Accident and Incident Reporting
Determining the Root Cause
All accidents and incidents, including near misses, must be reported and investigated as soon as possible. There are essentially two (2) major reasons for this. These are:-
1. To determine the true and accurate circumstances which led up to and contributed to the event?
2. To prevent the event occurring again, potentially with even greater repercussions.
The definition of an accident is an unplanned or undesired event that results in injury or illness to a person. This may also involve damage to plant, equipment and/or the environment.
The definition of an incident is an unplanned or undesired event that could have resulted in harm. It is often called a ‘near miss’ or ‘near hit’, e.g. a container of corrosive is dropped when being delivered but does not break or open.

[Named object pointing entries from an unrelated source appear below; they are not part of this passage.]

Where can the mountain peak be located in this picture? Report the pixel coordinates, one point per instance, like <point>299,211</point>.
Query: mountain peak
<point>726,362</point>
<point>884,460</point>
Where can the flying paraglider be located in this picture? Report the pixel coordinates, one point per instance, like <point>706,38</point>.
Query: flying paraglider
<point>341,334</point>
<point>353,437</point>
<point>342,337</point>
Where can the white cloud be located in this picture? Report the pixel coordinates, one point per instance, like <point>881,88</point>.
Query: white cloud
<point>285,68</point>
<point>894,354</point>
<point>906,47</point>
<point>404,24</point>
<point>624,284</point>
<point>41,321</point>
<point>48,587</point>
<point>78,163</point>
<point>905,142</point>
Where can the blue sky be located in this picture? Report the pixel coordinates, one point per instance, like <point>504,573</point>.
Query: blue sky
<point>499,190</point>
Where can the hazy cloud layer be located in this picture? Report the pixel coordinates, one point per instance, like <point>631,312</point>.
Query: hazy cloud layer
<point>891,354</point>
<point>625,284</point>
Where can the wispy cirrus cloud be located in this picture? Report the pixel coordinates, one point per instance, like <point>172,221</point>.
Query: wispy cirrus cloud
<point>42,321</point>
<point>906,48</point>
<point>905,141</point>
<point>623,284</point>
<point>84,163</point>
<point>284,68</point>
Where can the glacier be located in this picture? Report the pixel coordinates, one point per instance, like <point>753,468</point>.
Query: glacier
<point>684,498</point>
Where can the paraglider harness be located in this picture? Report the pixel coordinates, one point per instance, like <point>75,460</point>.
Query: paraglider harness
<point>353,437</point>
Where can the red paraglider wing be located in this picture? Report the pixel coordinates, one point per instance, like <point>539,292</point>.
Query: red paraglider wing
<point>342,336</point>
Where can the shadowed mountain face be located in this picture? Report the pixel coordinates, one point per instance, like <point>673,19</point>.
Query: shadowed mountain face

The root cause is the true cause or causes of the event.
Identifying the root cause of an accident or incident may be a relatively complicated process. Several coincidental causes making up a chain of causation factors may be identified, none of which alone may have resulted in the accident. The basic concept of accident prevention is that accidents can have several causes, each of which must be identified and controlled.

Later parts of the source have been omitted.